Comment 3 Mudit Agarwal 2021-01-06 13:24:06 UTC
Umanga, I guess this should be fixed by https://github.com/openshift/ocs-operator/pull/976

Comment 8 umanga 2021-01-06 15:23:31 UTC
(In reply to Mudit Agarwal from comment #3)
> Umanga, I guess this should be fixed by
> https://github.com/openshift/ocs-operator/pull/976

This PR fixes the annotation so we no longer have to use hacks.

This issue is something else.
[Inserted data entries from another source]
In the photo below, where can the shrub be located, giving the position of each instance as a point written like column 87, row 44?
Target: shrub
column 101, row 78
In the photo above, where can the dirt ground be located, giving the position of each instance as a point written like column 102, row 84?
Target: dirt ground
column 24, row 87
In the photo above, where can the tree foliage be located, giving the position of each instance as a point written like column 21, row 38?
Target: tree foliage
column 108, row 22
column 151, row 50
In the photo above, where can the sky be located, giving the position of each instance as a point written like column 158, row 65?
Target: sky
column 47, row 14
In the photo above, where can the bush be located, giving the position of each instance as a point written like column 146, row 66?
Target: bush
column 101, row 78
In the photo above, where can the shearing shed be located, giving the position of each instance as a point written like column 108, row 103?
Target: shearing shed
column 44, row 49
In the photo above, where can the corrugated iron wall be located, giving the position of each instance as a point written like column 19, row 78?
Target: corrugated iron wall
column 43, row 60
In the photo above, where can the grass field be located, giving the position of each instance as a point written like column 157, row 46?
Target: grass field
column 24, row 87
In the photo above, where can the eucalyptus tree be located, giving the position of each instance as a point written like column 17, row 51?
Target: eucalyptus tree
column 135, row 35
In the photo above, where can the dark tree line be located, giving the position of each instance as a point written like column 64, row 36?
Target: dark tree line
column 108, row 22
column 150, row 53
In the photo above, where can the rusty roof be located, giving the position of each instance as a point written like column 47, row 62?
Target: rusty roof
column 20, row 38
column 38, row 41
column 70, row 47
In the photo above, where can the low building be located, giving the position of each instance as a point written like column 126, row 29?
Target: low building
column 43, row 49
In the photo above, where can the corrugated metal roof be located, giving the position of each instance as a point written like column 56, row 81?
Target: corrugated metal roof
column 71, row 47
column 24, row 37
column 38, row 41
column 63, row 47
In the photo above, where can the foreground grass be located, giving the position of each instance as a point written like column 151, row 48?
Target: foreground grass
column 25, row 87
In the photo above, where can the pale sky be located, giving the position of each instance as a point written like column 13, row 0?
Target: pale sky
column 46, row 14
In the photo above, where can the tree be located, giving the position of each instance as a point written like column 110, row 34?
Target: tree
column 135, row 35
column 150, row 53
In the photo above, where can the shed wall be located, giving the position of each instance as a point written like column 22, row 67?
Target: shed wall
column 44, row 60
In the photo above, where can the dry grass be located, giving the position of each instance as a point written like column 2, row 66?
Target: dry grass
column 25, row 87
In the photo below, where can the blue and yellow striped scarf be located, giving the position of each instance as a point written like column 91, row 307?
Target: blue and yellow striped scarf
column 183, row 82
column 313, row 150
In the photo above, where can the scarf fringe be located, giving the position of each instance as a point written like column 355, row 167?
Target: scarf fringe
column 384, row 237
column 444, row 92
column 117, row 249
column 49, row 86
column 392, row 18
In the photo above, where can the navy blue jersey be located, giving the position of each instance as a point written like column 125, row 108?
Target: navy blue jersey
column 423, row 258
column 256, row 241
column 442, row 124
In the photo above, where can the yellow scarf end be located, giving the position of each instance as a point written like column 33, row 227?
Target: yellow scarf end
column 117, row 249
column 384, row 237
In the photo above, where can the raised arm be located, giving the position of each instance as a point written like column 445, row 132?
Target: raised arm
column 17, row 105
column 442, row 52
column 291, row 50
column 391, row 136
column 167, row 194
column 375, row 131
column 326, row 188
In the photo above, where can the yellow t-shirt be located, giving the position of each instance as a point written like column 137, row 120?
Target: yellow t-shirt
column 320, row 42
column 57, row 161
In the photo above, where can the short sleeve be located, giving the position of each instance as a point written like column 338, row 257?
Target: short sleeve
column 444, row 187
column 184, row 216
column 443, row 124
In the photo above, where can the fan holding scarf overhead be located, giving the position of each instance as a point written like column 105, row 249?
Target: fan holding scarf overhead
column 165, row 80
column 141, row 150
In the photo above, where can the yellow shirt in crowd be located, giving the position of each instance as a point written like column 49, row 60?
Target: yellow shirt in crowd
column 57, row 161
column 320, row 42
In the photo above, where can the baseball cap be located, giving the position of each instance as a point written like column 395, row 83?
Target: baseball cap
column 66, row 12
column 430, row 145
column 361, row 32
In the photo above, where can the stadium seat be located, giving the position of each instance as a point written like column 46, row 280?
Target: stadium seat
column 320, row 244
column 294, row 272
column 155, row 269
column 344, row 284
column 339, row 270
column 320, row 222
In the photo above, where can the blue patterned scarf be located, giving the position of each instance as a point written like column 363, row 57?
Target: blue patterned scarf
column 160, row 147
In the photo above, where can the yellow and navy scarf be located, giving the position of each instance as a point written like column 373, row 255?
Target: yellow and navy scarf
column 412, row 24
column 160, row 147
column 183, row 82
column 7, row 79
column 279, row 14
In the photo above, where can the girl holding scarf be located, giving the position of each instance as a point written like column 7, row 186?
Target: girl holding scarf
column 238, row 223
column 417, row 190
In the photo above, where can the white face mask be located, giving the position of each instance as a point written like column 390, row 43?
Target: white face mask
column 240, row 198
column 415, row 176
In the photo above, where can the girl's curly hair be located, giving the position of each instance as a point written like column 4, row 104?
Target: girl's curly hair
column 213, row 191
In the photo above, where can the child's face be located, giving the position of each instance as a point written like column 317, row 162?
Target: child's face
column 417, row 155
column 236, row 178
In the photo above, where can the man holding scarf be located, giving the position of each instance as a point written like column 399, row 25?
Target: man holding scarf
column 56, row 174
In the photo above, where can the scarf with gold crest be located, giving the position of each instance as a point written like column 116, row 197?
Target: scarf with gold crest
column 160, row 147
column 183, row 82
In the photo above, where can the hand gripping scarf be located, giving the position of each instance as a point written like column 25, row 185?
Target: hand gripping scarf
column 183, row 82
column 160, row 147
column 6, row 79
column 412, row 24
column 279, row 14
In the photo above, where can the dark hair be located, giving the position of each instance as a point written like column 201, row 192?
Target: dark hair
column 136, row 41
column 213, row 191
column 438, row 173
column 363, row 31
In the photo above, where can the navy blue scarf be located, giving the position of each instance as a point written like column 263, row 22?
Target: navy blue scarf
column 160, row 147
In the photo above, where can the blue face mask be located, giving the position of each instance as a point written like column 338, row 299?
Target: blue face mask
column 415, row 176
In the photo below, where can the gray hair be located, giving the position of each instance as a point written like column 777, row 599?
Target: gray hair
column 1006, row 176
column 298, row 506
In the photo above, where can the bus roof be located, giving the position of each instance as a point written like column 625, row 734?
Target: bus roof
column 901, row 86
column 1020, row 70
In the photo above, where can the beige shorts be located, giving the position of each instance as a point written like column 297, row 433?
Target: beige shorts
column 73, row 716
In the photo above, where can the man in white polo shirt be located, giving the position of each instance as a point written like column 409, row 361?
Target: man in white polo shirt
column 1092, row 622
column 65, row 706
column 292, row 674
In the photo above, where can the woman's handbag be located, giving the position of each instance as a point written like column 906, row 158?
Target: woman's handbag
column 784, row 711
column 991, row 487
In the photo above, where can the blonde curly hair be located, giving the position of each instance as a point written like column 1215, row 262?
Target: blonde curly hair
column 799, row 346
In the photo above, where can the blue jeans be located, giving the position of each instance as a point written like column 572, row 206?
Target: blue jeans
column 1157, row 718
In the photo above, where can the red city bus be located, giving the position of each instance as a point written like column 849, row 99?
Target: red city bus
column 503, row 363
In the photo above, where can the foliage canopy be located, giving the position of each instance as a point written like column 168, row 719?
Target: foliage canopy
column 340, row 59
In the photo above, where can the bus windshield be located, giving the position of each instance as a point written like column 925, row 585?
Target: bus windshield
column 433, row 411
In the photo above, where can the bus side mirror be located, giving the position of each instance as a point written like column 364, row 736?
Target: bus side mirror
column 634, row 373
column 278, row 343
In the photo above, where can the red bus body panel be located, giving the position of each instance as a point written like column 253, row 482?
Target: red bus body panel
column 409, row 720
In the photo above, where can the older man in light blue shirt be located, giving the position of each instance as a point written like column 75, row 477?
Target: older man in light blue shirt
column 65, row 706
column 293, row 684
I'm looking into it but it's mostly a miss configuration as others have tested it successfully.

Comment 9 umanga 2021-01-06 16:43:03 UTC
Flexible Scaling is enabled which forced Failure Domain to be Host instead of Zone.
So Arbiter Mode fails.

Disable Flexible Scaling and Arbiter should work fine.

Comment 17 errata-xmlrpc 2021-02-24 15:50:26 UTC
Since the problem described in this bug report should be
resolved in a recent advisory, it has been closed with a
resolution of ERRATA.

For information on the advisory (Moderate: OpenShift Container Platform 4.7.0 security, bug fix, and enhancement update), and where to find the updated
files, follow the link below.

If the solution does not work for you, open a new bug report.

https://access.redhat.com/errata/RHSA-2020:5633